For many children, the holiday season is the best time of the year; a break from homework, tests, and early-morning routines; an abundance of twinkling lights, hot chocolate, and sweet treats; rooms filled with presents, loved ones, and handmade decorations. It is a time for excitement, joy, and glee; unless, of course, it’s not. Some children, especially those who are prone to anxiety or have diagnosed anxiety disorders, do not relish in the holiday season the way their less anxious counterparts seem to. A long break from school is not associated with joy; it is, instead, met with stress. Holiday parties and twinkling lights are not associated with delight; they are, instead, met with dread. Sensory overload and social anxiety can grow during the holiday season. Because of this, it is important to not only recognize whether or not your child is prone to anxiety, but to also be aware of how you can reduce the anxiety your child feels during this time of the year.
Track Your Child’s Symptoms
Anxiety can present itself in numerous ways. Your child’s symptoms will likely be different than another child’s symptoms. For some children, anxiety is expressed through isolation, excessive crying, or by being overly clingy with their parents. Other children may showcase their anxiety with symptoms that are psychosomatic in nature like head or muscle aches, dizziness, elevated heart rate, or complaining of a “lump” in their throats. Once you have figured out what symptoms of anxiety your child feels during the holiday season, you can come up with an overall “game plan” regarding how to reduce the anxiety that your child feels during certain situations.

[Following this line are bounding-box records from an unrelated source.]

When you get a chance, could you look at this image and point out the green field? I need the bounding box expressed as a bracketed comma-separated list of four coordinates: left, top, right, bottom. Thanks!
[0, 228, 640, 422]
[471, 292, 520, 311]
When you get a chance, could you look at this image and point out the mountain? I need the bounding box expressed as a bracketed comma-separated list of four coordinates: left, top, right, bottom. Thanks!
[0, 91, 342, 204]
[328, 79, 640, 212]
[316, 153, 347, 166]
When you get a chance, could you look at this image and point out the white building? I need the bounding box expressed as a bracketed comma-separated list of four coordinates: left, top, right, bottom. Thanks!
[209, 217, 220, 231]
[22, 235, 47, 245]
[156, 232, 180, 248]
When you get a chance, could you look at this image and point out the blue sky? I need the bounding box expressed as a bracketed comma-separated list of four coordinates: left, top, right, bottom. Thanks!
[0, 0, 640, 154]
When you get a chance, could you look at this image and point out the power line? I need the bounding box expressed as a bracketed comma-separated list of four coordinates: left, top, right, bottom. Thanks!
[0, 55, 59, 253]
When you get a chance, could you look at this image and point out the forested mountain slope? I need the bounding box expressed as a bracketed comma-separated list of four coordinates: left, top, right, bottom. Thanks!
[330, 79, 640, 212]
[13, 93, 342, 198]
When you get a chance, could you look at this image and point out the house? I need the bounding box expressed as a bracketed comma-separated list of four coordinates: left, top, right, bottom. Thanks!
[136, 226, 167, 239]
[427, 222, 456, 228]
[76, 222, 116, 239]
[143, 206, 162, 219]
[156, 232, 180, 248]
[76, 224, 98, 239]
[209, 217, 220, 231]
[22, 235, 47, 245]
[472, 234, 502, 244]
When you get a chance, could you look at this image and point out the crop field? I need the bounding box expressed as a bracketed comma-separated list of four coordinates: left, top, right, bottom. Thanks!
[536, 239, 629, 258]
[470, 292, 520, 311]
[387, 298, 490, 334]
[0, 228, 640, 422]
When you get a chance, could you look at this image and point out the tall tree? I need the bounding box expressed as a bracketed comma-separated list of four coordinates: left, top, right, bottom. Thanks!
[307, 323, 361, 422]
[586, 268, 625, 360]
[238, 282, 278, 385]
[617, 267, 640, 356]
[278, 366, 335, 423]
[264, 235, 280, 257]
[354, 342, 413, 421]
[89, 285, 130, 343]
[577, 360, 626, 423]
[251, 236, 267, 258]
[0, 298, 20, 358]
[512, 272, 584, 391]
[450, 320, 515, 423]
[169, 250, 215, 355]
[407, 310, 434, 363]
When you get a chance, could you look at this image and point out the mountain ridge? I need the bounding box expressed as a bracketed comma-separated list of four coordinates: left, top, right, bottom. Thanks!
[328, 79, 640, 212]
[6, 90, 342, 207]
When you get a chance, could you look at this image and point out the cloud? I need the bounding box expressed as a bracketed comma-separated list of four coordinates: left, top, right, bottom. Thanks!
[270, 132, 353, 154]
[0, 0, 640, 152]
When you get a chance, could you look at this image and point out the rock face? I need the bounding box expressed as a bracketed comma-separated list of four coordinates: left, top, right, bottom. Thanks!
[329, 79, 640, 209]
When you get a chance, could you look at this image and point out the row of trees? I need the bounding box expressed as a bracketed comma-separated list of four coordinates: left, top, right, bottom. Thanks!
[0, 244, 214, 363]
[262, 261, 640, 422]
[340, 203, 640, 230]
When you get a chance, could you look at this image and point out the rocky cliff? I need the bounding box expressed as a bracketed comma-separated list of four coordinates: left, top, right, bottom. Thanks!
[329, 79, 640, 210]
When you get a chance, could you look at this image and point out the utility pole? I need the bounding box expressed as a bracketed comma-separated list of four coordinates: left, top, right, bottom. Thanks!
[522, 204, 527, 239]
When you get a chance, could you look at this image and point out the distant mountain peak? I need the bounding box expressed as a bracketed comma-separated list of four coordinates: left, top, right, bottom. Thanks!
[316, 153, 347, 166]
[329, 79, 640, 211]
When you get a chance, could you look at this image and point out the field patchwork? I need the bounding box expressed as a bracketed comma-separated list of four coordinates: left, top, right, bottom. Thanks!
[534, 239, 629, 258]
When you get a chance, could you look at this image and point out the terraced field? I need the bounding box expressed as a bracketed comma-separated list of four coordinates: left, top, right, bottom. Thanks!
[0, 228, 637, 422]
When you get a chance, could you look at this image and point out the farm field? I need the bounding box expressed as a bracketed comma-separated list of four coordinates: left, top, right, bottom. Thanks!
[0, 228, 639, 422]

Those with anxiety usually respond best to a set routine. Disruption to that routine usually ignites the symptoms associated with anxiety. If you have a long to-do list of engagements like holiday parties, cookie exchanges, play dates, school holiday functions, etc., it is important to be realistic when agreeing to attend these engagements. Do not force a child with social anxiety, for example, to play with children he or she does not know at a holiday party. Further, before adjusting your child’s routine, sit with him or her and explain how the routine will be disrupted; where will you be going? Who will be there? How long will you be there? What will you be doing once you get there? By providing your child with a detailed description of the activity they are about to participate in, they will be more mentally prepared to handle the upcoming event.
Lack of sleep and anxiety do not mix well. During the holiday season, try your best to keep your child’s sleep schedule consistent. If there is a family commitment or a religious service that requires a child to go to bed at a much later time, plan accordingly for the following day. Make sure that you do not schedule anything that involves a lot of mental or physical stimulation so that your child has time to mentally, emotionally, and physically recover from the previous night.
Maintain Proper Nutrition
The holidays are filled with tasty treats. While these are fun to indulge in and should not be completely avoided during the holiday season, it is important that your child maintains an overall healthy diet. Excess sugar and excess caffeine can both trigger and worsen anxiety symptoms. By maintaining a healthy balance throughout the holidays, your child will remain in good physical health; this will then have a positive overall effect on his or her mental health.
Spend Time with Your Children
The holiday season is a busy season. It is filled with visits from friends and loved ones. It is a time for play dates, parties, and get-togethers. With that being said, anxious children need down time spent with just their parents. Prioritize family time during the holiday season so that your child feels connected, grounded, and relaxed. Anxiety does not have to ruin your child’s holiday experience. By taking certain steps to ensure that his or her anxiety is being thought about, cared for, and properly managed, your child can enjoy the holiday season without associating it with the debilitating symptoms that accompany anxiety.